The Homewood-Flossmoor Park Board handled major money matters at its Oct. 18 board meeting, reviewing a 2022 tax levy, selling general obligation bonds and accepting the audit report for the fiscal year ending April 30, 2022.

Tax levy

Karen Garrity, superintendent of finance and administration, did her best to “guesstimate” numbers in preparation for the 2022 levy. Cook County still hasn’t provided the 2021 levy numbers. Garrity said the proposed tax levy is $6,314,595 and reflects using best guess equalized assessed value (EAV) and including estimates for new property on the tax rolls.

The county is switching to a new property assessment process and getting a computer system upgrade. Tax bills that normally would have been in mailboxes in August haven’t been sent. 

Garrity said she hasn’t been given a definite date for when bills will be mailed, and this is delaying incoming tax revenue for the district. Garrity estimates 44% of the park board’s budget comes from property taxes.

The park board is expected to approve the proposed levy at the Dec. 6 meeting. Numbers must be reported to Cook County by Dec. 30. Garrity said the district’s 2021 EAV, estimated at $711,368,901 was a 5% increase over 2021. She used that number and added another 5% to come up with an estimated 2022 EAV of $746,937,346. 

She told park commissioners that all these numbers could be skewed once the county gives final numbers and makes its adjustment to the EAV and levy in late spring 2023.

GO bonds

The park district sold $1,061,000 in general obligation bonds to cover outstanding debt.

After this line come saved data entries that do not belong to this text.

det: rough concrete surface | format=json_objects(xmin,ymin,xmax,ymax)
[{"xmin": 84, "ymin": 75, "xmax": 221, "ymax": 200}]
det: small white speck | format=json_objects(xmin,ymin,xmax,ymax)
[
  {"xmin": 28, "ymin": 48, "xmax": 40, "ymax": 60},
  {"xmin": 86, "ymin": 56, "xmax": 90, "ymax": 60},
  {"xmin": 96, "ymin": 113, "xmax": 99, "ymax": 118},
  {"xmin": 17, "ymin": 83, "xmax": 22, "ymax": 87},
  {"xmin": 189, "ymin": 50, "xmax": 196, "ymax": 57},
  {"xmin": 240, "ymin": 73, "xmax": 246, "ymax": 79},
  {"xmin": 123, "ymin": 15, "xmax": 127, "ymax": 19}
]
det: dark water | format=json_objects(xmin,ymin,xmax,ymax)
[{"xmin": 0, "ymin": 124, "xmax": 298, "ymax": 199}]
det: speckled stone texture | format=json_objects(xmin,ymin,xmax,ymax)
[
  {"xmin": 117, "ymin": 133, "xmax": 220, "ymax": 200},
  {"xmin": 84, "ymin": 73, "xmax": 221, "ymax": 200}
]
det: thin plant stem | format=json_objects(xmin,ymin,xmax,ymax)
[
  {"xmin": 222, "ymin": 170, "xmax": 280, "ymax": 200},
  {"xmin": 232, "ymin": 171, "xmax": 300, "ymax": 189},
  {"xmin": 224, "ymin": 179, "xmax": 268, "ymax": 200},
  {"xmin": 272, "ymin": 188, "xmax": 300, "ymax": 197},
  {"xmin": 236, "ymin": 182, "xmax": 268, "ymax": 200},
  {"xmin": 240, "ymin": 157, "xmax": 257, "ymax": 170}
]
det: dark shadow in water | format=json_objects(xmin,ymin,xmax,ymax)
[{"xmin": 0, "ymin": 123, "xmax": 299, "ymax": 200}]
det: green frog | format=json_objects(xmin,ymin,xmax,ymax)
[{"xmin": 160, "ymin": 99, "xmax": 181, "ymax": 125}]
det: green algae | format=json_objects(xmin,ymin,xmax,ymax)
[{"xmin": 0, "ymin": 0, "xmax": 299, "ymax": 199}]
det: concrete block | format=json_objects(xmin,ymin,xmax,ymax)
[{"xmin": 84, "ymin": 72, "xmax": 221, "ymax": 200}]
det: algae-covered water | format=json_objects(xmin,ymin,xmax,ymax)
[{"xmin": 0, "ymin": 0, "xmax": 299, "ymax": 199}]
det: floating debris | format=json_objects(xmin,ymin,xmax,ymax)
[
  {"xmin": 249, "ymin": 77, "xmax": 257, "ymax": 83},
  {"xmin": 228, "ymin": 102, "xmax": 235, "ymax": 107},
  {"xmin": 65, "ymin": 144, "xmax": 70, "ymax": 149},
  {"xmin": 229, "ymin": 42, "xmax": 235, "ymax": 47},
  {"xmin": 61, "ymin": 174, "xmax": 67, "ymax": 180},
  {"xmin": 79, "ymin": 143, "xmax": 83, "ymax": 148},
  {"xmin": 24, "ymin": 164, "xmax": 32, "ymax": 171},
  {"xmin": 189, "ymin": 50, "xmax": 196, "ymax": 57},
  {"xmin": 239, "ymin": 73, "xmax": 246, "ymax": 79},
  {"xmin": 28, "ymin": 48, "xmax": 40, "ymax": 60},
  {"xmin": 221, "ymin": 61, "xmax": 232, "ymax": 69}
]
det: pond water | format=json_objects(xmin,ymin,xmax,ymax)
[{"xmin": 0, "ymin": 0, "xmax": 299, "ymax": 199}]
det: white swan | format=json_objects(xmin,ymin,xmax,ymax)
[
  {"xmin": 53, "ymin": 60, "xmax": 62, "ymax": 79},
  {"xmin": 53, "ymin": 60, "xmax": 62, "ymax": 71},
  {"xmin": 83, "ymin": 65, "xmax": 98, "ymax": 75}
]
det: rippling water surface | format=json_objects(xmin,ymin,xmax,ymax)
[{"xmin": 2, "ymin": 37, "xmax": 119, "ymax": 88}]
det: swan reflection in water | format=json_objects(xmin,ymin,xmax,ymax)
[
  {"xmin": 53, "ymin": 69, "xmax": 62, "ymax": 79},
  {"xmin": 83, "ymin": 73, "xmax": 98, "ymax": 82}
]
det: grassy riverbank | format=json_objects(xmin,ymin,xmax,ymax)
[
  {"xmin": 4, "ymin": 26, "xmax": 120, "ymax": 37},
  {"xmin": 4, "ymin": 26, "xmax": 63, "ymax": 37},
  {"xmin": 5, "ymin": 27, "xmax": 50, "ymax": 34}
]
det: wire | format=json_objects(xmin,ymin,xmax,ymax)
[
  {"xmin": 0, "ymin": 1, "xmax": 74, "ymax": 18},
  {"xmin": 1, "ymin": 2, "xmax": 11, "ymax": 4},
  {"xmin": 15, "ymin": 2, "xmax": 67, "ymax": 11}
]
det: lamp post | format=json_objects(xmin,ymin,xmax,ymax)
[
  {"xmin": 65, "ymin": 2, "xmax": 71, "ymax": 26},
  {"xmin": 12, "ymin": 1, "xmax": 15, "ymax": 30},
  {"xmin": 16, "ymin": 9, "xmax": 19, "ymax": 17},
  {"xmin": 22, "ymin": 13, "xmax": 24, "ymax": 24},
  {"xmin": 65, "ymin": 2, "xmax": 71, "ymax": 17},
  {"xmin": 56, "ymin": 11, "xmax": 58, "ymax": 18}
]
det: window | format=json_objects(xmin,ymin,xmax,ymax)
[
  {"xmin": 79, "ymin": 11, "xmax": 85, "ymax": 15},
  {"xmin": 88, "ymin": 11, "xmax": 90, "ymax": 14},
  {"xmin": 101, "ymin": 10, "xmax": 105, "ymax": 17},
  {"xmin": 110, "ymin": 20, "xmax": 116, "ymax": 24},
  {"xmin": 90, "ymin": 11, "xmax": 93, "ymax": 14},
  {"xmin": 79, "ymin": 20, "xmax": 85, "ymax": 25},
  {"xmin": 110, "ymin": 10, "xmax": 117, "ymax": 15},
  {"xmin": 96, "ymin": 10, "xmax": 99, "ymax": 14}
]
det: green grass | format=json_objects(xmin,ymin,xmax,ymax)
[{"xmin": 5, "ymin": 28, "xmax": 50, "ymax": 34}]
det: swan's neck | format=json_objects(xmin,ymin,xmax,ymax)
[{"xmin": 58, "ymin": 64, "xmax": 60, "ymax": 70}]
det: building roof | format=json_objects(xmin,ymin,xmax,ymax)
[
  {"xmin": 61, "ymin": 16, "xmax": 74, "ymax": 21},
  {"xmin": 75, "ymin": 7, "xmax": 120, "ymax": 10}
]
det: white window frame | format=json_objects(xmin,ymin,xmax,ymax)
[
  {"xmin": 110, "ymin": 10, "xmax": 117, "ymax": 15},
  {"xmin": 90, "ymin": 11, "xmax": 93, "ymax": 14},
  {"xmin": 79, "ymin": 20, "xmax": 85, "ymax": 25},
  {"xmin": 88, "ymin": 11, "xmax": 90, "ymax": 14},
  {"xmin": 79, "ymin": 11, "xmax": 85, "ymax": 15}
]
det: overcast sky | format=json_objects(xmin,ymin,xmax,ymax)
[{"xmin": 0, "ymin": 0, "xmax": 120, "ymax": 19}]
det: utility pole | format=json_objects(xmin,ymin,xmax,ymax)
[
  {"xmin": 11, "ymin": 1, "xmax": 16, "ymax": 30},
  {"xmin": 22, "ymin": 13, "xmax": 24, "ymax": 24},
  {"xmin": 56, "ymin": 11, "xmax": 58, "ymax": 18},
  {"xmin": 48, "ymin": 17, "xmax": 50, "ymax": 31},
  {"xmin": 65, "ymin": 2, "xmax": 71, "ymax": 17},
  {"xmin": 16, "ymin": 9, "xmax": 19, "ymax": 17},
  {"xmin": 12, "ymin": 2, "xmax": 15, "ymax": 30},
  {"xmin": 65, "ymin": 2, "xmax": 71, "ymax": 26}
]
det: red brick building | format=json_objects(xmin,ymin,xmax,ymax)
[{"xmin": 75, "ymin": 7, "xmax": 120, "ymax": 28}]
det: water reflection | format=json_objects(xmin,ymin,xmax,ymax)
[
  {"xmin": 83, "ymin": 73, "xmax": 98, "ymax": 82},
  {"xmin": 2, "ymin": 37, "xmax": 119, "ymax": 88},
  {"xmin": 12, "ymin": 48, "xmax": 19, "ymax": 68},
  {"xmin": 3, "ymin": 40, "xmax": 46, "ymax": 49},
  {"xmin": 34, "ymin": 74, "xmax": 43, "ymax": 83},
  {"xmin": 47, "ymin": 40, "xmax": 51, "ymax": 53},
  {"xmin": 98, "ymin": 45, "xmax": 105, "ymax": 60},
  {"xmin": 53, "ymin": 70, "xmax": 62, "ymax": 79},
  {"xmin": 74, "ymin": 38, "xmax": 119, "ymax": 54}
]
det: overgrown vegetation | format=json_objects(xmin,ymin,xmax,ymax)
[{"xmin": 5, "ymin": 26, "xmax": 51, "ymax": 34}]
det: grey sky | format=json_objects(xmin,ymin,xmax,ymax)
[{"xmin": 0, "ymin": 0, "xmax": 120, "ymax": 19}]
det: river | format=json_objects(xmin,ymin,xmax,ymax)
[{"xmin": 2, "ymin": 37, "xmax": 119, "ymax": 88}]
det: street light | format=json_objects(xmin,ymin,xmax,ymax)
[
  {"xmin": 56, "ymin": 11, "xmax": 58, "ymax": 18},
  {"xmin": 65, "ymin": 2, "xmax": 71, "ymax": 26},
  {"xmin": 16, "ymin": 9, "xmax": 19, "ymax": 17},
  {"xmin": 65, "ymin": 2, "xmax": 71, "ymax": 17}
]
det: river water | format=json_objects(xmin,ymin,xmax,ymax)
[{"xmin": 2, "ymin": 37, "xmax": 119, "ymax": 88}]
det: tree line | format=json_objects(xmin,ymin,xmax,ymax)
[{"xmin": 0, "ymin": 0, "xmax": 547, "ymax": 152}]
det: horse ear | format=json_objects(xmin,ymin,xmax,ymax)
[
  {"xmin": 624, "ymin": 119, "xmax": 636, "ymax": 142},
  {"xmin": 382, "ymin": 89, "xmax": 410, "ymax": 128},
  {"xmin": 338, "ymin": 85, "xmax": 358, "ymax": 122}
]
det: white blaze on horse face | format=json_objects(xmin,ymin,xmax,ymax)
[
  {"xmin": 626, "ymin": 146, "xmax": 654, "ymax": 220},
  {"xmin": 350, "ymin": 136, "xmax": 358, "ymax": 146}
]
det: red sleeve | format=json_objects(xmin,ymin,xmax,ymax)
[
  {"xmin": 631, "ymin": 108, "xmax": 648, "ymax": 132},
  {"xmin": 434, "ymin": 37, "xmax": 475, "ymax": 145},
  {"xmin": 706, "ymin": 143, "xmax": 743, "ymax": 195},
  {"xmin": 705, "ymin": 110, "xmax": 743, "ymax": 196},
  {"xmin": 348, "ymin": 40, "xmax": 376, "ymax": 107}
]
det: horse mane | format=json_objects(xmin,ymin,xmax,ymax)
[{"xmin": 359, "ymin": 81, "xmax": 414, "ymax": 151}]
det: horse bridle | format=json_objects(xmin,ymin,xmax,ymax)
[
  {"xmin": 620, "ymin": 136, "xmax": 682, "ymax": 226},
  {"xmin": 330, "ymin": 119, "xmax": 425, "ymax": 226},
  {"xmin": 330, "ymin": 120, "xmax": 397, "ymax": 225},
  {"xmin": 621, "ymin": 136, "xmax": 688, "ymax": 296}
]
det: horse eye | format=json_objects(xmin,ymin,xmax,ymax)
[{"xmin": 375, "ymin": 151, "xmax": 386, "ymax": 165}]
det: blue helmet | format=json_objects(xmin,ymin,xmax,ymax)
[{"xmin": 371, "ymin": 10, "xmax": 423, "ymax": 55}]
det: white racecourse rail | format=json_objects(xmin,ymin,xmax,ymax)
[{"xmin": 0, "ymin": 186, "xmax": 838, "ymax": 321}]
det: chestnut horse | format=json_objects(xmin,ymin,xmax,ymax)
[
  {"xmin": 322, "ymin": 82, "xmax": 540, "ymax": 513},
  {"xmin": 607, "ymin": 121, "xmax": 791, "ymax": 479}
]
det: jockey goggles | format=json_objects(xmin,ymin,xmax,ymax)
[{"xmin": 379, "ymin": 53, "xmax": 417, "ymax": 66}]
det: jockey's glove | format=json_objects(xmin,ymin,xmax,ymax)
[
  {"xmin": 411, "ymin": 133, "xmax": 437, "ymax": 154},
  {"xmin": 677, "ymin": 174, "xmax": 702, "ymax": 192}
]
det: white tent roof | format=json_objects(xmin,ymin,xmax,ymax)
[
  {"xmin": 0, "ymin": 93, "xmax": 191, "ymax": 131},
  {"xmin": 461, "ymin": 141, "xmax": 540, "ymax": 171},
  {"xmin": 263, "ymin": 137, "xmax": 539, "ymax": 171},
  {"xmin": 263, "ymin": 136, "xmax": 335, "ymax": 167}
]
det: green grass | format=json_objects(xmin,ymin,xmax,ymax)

These are rollover bonds that are sold on an annual basis. Of the six bidders, Park Ridge Community Bank had the lowest interest rate at 3.4%, said Aaron Gold of Speer Financial. He handled the bond sale for the district. He told park commissioners that he considered that a good rate considering the volatility of the markets.

Gold said the board will use $924,000 to cover the outstanding bond debt and will capture an additional $121,000 of new money for capital needs of the district.

Park audit

Tim Gavin of the auditing firm Lauterbach & Amen LLP presented commissioners with the 2021-22 audit for the period ending April 30, 2022. He said the district received an unmodified opinion which means no changes were necessary. The park district also received the certificate of achievement for excellence in financial reporting for this audit from the Government Finance Officers Association.

The audit shows the park district revenues were $11,240,776 with expenses of $8.8 million leaving a net balance of $2.5 million. The General Fund showed an increase this year of $1.1 million with an ending fund balance of almost $2.3 million, an increase of 90.6%.

The Park District’s total budget for the fiscal year beginning May 1, 2022, is $12.8 million, not including $7 million in capital repairs to the Ice Arena. 

The district in May issued a $5.5 million general obligation bonds sale with a 25-year term to partially fund the cost of upgrades to the H-F Ice Arena, but Park Board President Brent Bachus reminded commissioners of how the timing worked in the park district’s favor.

“Looking back on last year (2021), and how (when 2022) started we’re all just really nervous about a lot of things,” he said. But the board financed the bonds through a private sale lowering the interest rate to 3.84% from the expected 5% or more. Over the life of the bonds, the park district will be paying approximately $1.2 million less in interest.

“We are really in a nice strong position. It made me feel really good looking at this (audit),” Bachus said. “We said many times that there couldn’t be a worse time for the ice arena” to be shut down. In November 2021, the refrigeration system failed just as the hockey season was starting. 

“Well, I might argue: Could you imagine if that happened now — the cost of everything. Let’s try and refinance our debt now and see how that works,” he said jokingly, knowing how interest rates are on the rise.

The park board’s decisions “couldn’t have been better.  It’s just serendipitous sometimes,” he added.